Бортов вынул из стола кусок грязной бумаги, где под текстом стояли болгарские каракули.
— Он не знает, что я написал, я не знаю, что он: может быть, он написал: собаки вы все.
Бортов рассмеялся каким-то преждевременно старческим хихиканьем. Что-то очень неприятное было и в этом смехе и в самом Бортове, — что-то изжитое, холодное, изверившееся, как у самого Мефистофеля.
Из молодого он сразу превратился в старика: множество мелких морщин, глаза потухшие, замершие на чём-то, что они только и видели там, где-то вдали. Он напомнил мне вдруг дядю одного моего товарища, старого развратника.
Бортов собрался и опять деловито заговорил:
— Ну, вот вам десять тысяч на первый раз и поезжайте.
— А где я буду хранить такую сумму?
— В палатке, в сундуке.
— А украдут?
— Составите расписку, — болгарин подпишет.
Бортов опять рассмеялся, как и в первый раз, заглядывая мне в глаза.
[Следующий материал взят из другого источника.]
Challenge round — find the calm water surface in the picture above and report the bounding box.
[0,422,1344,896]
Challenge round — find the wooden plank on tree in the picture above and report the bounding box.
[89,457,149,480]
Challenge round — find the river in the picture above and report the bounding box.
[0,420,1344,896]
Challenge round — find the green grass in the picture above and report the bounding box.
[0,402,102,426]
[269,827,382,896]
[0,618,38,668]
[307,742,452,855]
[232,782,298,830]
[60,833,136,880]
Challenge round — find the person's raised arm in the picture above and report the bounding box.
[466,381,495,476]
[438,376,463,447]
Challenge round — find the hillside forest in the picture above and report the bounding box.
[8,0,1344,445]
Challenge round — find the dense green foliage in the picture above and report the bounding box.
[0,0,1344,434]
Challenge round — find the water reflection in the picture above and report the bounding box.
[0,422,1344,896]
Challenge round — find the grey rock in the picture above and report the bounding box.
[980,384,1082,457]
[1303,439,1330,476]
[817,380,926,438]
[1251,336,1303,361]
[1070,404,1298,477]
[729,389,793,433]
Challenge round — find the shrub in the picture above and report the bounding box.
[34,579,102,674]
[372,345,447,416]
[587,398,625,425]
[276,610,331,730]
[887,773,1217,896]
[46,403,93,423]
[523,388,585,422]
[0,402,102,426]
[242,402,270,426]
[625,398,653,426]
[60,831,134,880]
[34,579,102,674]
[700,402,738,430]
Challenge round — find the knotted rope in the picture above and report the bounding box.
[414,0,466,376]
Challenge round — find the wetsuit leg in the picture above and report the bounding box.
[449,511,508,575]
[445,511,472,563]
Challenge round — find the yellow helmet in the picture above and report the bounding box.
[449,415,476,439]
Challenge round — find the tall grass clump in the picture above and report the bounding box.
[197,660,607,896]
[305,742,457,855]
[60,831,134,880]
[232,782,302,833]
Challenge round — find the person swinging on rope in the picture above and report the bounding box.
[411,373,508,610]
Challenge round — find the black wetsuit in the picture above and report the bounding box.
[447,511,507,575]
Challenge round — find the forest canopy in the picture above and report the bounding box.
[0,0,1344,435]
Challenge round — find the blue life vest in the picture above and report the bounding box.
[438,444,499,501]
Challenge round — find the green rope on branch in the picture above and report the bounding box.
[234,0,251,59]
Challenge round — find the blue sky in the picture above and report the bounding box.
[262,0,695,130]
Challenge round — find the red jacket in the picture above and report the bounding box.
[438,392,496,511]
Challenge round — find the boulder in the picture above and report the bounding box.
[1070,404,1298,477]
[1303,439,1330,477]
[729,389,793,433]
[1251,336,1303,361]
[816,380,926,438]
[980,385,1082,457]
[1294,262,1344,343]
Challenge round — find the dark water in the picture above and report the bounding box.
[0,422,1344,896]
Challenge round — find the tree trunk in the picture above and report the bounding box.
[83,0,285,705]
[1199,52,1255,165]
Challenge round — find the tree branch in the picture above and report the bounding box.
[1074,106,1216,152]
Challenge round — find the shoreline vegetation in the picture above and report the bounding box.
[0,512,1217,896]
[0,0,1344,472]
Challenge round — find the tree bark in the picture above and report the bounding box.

— Расписку не составлю, а пулю пущу себе в лоб, — огорчённо ответил я.
— Что ж, и это иногда хорошо, — усмехнулся Бортов.
И уже просто, ласково прибавил:
— А по субботам приезжайте к нам сюда, — в воскресенье ведь нет работ, — и прямо ко мне… вечерком в кафе-шантан… Я, грешный человек, там каждый день.
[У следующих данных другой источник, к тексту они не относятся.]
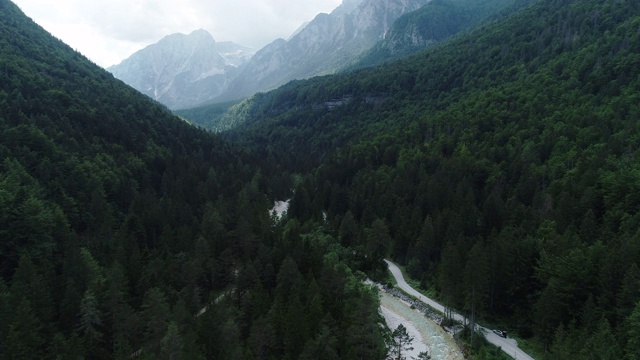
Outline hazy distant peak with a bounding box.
[331,0,364,16]
[287,21,309,41]
[188,29,215,42]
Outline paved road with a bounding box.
[385,260,533,360]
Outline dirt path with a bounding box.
[380,292,464,360]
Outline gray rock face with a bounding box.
[107,30,254,109]
[216,0,429,101]
[107,0,429,110]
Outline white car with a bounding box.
[493,330,507,338]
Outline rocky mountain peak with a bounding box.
[107,29,254,109]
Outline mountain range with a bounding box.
[107,0,428,109]
[0,0,640,360]
[107,29,254,109]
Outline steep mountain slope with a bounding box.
[177,0,531,131]
[216,0,429,101]
[220,0,640,359]
[348,0,532,69]
[0,0,385,359]
[107,29,254,109]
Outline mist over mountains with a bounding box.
[108,0,429,109]
[107,29,254,109]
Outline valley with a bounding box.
[0,0,640,360]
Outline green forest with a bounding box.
[0,0,640,360]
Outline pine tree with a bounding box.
[389,324,413,360]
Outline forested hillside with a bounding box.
[180,0,533,132]
[0,0,386,359]
[222,0,640,359]
[348,0,533,69]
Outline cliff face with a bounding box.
[218,0,428,100]
[107,30,253,109]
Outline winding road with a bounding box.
[385,260,533,360]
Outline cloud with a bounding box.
[14,0,341,67]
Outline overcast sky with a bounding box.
[13,0,342,67]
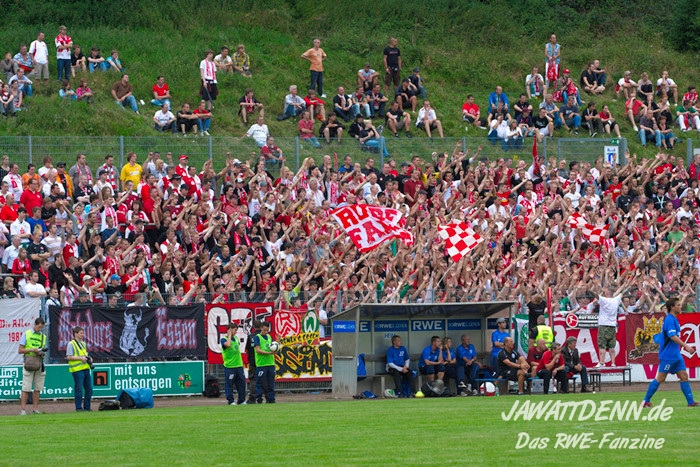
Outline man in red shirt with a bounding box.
[537,342,569,394]
[403,169,425,206]
[19,178,44,212]
[462,94,486,131]
[151,76,172,109]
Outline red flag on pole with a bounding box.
[532,137,540,177]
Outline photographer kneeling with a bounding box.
[66,326,93,412]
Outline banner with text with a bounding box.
[205,303,273,366]
[0,361,204,401]
[272,306,333,381]
[0,298,41,365]
[49,303,206,359]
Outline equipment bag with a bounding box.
[202,373,221,399]
[98,400,120,412]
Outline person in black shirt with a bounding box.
[579,62,605,94]
[615,184,632,214]
[532,107,554,143]
[27,229,51,271]
[245,319,262,404]
[384,37,401,94]
[581,101,603,137]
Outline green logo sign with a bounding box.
[301,310,318,333]
[0,362,204,400]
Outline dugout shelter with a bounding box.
[331,301,517,399]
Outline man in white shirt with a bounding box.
[2,236,22,272]
[10,208,32,246]
[238,117,270,148]
[56,26,73,81]
[284,84,306,118]
[199,50,219,110]
[7,68,34,97]
[593,286,628,368]
[416,100,445,141]
[2,164,24,201]
[29,32,49,87]
[153,104,177,134]
[214,47,233,73]
[656,70,678,107]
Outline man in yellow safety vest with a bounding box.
[66,326,92,412]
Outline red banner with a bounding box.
[204,303,273,365]
[554,316,627,368]
[627,313,700,368]
[331,204,413,253]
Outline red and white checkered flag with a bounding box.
[581,224,608,245]
[438,222,484,263]
[566,211,586,229]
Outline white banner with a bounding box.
[0,298,41,366]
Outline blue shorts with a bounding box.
[659,357,686,374]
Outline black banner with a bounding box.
[49,303,207,359]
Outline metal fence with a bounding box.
[0,132,632,176]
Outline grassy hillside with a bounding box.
[0,0,700,159]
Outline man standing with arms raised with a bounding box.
[221,323,246,405]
— Да ведь там гадость, — тихо сказал я.
— Меньшая, — ответил равнодушно Бортов, — если вам понравилась моя Берта, пожалуйста, не стесняйтесь… Я ведь с ней только потому, что она выдержала с нами и Хивинский поход.
Берта, громадного роста, атлет, шумная немка, которая без церемонии вчера несколько раз, проходя мимо Бортова, садилась ему с размаху на колени, обнимала его и комично кричала:
— Ох, как люблю…
А он смеялся своим обычным смехом и говорил своим обычным тоном:
— Ну, ты… раздавишь…
А иногда Берта с деловито-шутливым видом наклонялась и спрашивала по-немецки Бортова:
— Вот у того есть деньги?
И Бортов отвечал ей всегда по-русски, смотря по тому, на кого показывала Берта: если интендант или инженер, — ‘много’, или ‘мало, плюнь, брось’.
И громадная Берта делала вид, что хочет действительно плюнуть.
Нет, Берта была не в моём вкусе и я только весело рассмеялся в ответ на слова Бортова.
Чтоб быть совершенно искренним, я должен сказать, что в то же время рядом с образом Берты предо мной встал образ другой певицы, француженки, по имени Клотильды.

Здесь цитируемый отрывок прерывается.